As electric equipments are becoming smaller and smaller, a stepping motor of claw pole type (so-called “PM stepping motor”) for use in such electric equipment is requested to be downsized and also to provide an enhanced performance. Under such circumstances, a rotor magnet must be downsized and also improvement must be sought in the method of fixing a rotor shaft to the magnet.
For example, an Nd—Fe—B bonded magnet having a high magnetic characteristic is commonly used as a rotor magnet, and such a magnet is fixed to a rotor shaft such that an adhesive is applied to a portion of the outer circumference of the shaft, and then the shaft is inserted through an axial hole of the magnet thereby filling the adhesive into a gap present between the shaft and the magnet.
In this method, the shaft with adhesive applied thereon is slid through the hole of the magnet to its predetermined position, and some portion of the adhesive is not introduced into the hole of the magnet, specifically into the gap between the shaft and the magnet, and is caused to build up on the shaft at one end of the magnet, and it is necessary to wipe the built-up adhesive off the shaft. Also, since even a portion of the adhesive that is required to duly fix the shaft to the magnet is not introduced into the gap between the shaft and the magnet, it happens that the shaft can not be kept securely fixed to the magnet.
In order to overcome the above problem of adhesive building up at a shaft at one end of a magnet, a truncated cone-shaped recess as an adhesive reservoir is formed at one end of the magnet (refer, for example, to Japanese Utility Model Application Laid-Open No.
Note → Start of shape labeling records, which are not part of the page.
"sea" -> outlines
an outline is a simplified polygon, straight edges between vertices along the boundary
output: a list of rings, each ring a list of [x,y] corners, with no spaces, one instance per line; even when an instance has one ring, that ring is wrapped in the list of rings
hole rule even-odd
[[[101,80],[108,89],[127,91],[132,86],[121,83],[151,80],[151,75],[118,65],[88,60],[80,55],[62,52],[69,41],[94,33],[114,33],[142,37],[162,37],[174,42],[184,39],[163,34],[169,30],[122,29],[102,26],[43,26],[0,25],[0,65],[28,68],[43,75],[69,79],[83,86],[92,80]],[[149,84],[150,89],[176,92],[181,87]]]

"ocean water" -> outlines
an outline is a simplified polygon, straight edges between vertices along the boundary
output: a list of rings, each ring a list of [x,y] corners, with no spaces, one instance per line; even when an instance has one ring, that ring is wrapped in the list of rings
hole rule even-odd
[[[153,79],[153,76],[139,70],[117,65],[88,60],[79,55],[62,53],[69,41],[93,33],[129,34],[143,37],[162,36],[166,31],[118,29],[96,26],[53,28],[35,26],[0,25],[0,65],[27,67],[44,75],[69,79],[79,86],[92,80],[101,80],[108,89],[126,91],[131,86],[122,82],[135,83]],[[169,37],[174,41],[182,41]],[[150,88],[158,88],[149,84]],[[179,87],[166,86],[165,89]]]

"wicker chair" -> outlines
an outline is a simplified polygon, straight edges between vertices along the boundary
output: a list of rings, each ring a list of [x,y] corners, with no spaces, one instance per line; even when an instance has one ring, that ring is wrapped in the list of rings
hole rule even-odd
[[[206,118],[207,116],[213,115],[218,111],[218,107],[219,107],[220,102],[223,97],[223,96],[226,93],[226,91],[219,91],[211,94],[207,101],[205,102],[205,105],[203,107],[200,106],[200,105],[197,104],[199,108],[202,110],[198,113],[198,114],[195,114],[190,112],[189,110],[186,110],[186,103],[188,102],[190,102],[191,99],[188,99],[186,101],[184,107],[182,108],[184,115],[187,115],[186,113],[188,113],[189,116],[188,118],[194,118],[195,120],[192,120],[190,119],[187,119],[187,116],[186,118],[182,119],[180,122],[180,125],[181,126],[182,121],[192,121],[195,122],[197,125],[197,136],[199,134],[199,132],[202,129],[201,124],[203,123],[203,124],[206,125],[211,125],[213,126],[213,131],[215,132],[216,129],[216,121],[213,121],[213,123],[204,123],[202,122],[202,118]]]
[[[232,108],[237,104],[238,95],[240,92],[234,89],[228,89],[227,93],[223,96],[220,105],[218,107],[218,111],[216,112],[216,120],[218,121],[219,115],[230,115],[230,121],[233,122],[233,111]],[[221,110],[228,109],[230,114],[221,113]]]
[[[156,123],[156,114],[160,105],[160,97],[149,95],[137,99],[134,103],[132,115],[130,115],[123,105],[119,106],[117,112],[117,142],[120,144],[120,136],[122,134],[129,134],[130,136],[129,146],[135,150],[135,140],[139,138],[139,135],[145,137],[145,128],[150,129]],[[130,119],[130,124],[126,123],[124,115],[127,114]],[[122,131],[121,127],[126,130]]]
H04-097445).
FIG. 1A shows a side of such a rotor as described above, wherein a shaft 102 is to be inserted in a hole of a magnet 101, and FIG. 1B shows a cross section of the magnet 101 shown in FIG. 1A.
Referring to FIG. 1A, an adhesive 105 is applied to a portion of the shaft 102 in a line (or at a point), and the shaft 102 with the adhesive 105 applied thereon is inserted into a hole 103 of the magnet 101 from an end of the magnet 101 provided with a truncated cone-shaped recess 104. Thanks to the recess 104 having a truncated cone shape with an inclined wall, the adhesive 105 is adapted to be smoothly introduced into a gap between the shaft 102 and the inner circumferential surface of the hole 103 and well spread in the gap, thus enhancing the pull-out resistance of the shaft 102 with respect to the magnet 101. After the shaft 102 is inserted and positioned in place, some portion of the adhesive 105 that is not introduced into the gap is lodged in the recess 104 and does not protrude from the end of the magnet 101 thus not obstructing the rotation of the rotor.
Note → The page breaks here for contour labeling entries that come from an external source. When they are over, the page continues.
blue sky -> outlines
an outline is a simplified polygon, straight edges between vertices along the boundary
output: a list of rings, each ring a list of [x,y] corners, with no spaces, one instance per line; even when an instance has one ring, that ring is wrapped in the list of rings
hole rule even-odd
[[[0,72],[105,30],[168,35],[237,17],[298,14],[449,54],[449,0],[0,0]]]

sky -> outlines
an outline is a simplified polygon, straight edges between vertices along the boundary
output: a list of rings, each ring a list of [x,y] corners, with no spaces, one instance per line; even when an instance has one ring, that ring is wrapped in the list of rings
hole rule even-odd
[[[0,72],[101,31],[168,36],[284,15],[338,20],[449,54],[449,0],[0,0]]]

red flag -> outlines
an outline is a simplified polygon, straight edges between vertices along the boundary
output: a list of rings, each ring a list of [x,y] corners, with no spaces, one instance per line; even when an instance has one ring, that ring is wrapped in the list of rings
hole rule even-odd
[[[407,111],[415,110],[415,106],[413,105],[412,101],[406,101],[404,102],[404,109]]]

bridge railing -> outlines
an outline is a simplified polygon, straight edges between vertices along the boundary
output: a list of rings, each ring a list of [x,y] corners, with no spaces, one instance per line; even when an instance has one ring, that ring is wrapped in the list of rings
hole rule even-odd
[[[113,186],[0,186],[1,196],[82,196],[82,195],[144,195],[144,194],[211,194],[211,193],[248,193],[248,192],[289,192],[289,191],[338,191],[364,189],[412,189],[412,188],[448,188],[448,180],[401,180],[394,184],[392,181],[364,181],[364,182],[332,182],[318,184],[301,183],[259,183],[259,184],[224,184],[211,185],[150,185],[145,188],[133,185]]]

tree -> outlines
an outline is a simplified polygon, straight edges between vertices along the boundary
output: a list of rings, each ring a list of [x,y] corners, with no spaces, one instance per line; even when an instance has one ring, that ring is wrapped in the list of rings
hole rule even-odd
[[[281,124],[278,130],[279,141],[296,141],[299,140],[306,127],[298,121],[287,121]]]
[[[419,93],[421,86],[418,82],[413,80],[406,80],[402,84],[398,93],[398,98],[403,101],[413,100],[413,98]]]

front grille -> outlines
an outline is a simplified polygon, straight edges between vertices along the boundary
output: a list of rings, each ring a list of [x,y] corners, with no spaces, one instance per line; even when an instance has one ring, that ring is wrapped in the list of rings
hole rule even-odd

In this method, however, due to the adhesive 105 filled in the gap between the inner circumferential surface of the hole 103 and the outer circumferential surface of the shaft 102, it may happen that the magnet 101 and the shaft 102 are not disposed coaxial with each other, in which case the rotor has a runout thereby causing vibration. In order to deal with this runout problem, the magnet 101 and the shaft 102 must be supported by a tool coaxially with each other until the adhesive 105 is cured, which results in a deteriorated workability.
Under the circumstances, a rotor is disclosed in which a shaft is fixedly disposed coaxially with a magnet in a mechanical manner (refer, for example, to Japanese Patent Application Laid-Open No. H09-200983).
FIG. 2 shows a side (partly cross-sectioned) of a rotor as described above, and FIG. 3 shows an axial end of a magnet 210 shown in FIG. 2.
Referring to FIG. 3, the magnet 210 has a hole 211 and includes a shaft retaining mechanism structured such that a plurality (four in the figure) of retainer segments 214 each defining a flat face 217 are provided equiangularly at an inner circumferential surface 211a of the magnet 210, wherein a circular line connecting the center points of respective flat faces 217 of the retainer segments 214 defines a virtual precise circle which is situated in a concentric manner with the magnet 210. The retainer segments 214 extend axially to divide the inner circumferential surface 211a into a plurality (four in the figure) of curved segments 216.
Referring to FIGS. 2 and 3, a shaft 220 is inserted in the hole 211 of the magnet 210 and supported therein by the retainer segments 214 of the shaft retaining mechanism, specifically at the center points of the flat faces 217 of the retainer segments 214, and adhesive is filled in gaps formed between the shaft 220 and the curved segments 216, whereby the shaft 220 can be securely fixed to the rotor magnet 210 and at the same time can be set coaxially with respect to the magnet 210.
In the structure of the rotor described above, however, the gap between the shaft 220 and the curved segments 216 is small, and consequently it is difficult to fill adhesive into the gap. Also, it is difficult to know the amount of adhesive which is introduced in the gap between the shaft 220 and the curved segments 216.